Proof of a closed form of $\int_0^1(-\ln x)^ndx$

Question

$$\int_0^1(-\ln x)^ndx$$ Is there a step-by-step solution to a closed form of this expression? I've tried using different representations to re-write the expression but I couldn't find anything I knew how to simplify.

Answer 1

Take the integral $$I(a) = \int _{0}^{1} x^a \rm{d}x= \frac{1}{a+1} $$ Now take the derivative $n$ times and obtain $$I(a)^{(n)}= \frac{(-1)^nn!}{(a+1)^{n+1}},$$ which gives $$I(0)^{(n)} =(-1)^nn!.$$ On the other hand differentiating under the integral sign gives $$I(0)^{(n)}= \int _{0}^{1} \ln (x)^n \rm{d}x$$ And so conclude the result.

Answer 2

Substitute $$x = e^{-s}, \qquad dx = -e^s \,ds ,$$ so that the integral becomes $$\int_0^{\infty} s^n e^{-s}\,ds.$$ But, this is a well known formula for the factorial $n!$, or for $\Gamma(n + 1)$, where $\Gamma$ is the usual Gamma function.

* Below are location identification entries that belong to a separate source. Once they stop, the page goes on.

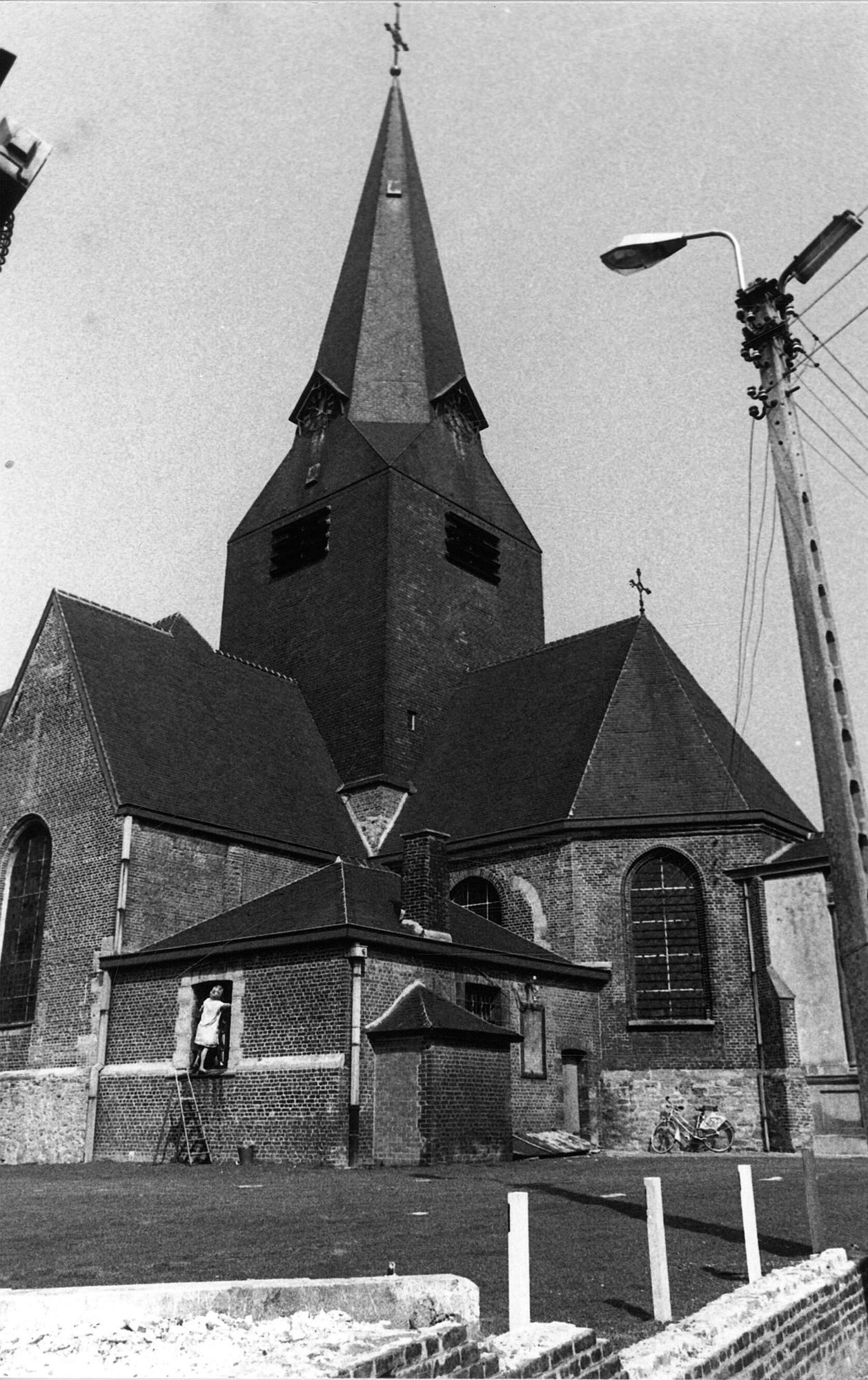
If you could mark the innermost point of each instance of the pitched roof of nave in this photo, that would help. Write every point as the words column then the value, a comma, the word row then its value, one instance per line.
column 193, row 736
column 600, row 729
column 364, row 903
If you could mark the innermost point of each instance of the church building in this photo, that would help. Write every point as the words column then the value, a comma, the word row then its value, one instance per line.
column 456, row 885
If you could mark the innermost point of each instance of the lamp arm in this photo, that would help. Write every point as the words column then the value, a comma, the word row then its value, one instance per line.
column 725, row 235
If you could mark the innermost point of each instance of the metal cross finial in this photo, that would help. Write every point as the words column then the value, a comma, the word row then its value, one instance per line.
column 398, row 43
column 644, row 590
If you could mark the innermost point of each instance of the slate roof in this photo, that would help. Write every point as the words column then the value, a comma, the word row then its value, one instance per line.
column 346, row 898
column 604, row 727
column 197, row 738
column 420, row 1011
column 390, row 343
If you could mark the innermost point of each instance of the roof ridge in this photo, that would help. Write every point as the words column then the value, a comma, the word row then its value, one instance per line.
column 558, row 642
column 728, row 771
column 117, row 613
column 256, row 666
column 605, row 717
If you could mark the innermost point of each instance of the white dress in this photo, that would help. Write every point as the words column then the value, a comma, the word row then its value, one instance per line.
column 208, row 1032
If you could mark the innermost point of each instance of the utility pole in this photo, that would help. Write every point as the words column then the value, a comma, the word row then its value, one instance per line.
column 768, row 344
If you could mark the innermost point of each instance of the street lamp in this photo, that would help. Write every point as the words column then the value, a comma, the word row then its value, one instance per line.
column 764, row 310
column 640, row 252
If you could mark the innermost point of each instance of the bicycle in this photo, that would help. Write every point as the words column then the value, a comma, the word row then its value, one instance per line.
column 710, row 1131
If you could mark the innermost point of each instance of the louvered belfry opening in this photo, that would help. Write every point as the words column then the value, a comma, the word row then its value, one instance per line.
column 300, row 543
column 669, row 940
column 473, row 549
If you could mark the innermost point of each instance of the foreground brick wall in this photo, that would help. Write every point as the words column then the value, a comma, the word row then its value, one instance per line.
column 804, row 1323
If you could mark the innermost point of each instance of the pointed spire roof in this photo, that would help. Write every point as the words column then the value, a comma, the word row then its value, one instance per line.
column 390, row 346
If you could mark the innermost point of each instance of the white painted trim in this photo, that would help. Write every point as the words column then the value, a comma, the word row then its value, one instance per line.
column 162, row 1069
column 292, row 1062
column 45, row 1074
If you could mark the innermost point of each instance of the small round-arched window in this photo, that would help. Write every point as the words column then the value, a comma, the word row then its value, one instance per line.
column 27, row 894
column 480, row 896
column 669, row 940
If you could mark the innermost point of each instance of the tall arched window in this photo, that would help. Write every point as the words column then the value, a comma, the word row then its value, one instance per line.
column 480, row 896
column 669, row 940
column 27, row 892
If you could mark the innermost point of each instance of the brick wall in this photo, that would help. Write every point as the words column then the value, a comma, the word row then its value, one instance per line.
column 50, row 769
column 384, row 623
column 804, row 1321
column 464, row 1103
column 179, row 880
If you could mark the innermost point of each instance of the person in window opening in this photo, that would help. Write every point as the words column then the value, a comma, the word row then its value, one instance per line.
column 206, row 1041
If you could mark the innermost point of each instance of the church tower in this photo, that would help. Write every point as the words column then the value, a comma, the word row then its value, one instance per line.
column 384, row 560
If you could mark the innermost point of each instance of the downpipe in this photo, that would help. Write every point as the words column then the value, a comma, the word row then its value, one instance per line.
column 357, row 956
column 758, row 1025
column 114, row 946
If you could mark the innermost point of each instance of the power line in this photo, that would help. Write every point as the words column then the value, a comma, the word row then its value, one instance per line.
column 840, row 420
column 842, row 391
column 829, row 435
column 833, row 466
column 823, row 346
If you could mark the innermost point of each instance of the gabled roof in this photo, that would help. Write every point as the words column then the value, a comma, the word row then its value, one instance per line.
column 353, row 902
column 390, row 343
column 600, row 728
column 191, row 736
column 422, row 1012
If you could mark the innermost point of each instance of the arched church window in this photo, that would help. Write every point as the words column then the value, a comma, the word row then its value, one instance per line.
column 667, row 931
column 21, row 925
column 477, row 895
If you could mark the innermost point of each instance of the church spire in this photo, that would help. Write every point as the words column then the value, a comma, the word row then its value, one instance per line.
column 390, row 350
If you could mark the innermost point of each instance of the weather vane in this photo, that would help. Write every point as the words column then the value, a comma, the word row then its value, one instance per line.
column 398, row 43
column 644, row 590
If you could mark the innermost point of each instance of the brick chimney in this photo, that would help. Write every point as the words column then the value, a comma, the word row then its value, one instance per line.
column 424, row 885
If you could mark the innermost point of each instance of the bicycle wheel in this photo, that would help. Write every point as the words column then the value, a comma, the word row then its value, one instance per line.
column 722, row 1139
column 662, row 1141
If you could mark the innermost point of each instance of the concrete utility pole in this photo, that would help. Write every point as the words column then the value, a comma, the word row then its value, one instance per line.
column 764, row 308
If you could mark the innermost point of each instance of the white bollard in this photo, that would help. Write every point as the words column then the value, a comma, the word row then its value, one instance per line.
column 749, row 1216
column 520, row 1262
column 658, row 1252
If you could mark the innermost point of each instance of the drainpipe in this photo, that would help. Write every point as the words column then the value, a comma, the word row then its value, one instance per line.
column 106, row 992
column 761, row 1051
column 357, row 956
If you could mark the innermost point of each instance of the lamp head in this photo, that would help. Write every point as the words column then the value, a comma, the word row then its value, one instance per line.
column 640, row 252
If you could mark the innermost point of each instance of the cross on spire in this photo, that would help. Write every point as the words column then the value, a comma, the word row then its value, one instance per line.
column 642, row 590
column 398, row 43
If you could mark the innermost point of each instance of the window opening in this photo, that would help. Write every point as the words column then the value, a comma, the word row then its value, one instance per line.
column 24, row 923
column 533, row 1043
column 212, row 1021
column 484, row 1001
column 474, row 550
column 300, row 543
column 667, row 924
column 480, row 896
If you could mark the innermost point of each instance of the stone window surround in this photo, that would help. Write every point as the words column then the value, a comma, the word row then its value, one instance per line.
column 635, row 1023
column 8, row 863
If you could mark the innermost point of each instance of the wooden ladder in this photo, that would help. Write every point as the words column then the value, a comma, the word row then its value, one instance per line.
column 183, row 1131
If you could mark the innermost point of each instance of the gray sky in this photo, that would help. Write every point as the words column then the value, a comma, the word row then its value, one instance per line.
column 173, row 267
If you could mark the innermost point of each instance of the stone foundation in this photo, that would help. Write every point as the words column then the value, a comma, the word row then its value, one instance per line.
column 42, row 1116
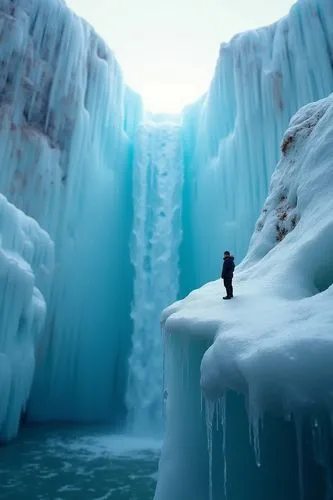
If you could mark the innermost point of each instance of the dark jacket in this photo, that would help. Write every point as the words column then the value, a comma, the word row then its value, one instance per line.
column 228, row 268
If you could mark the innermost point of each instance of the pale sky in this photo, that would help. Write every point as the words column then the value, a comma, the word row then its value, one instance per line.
column 168, row 48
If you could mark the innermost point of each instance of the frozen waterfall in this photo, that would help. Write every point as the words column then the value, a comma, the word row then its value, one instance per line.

If one doesn't know this formula, then, at least when $n$ is a nonnegative integer, one can evaluate the integral by

1. applying integration by parts to produce a reduction formula that expresses it in terms of $$\int_0^{\infty} s^{n - 1} e^{-s} \, ds,$$ and
2. applying an induction argument.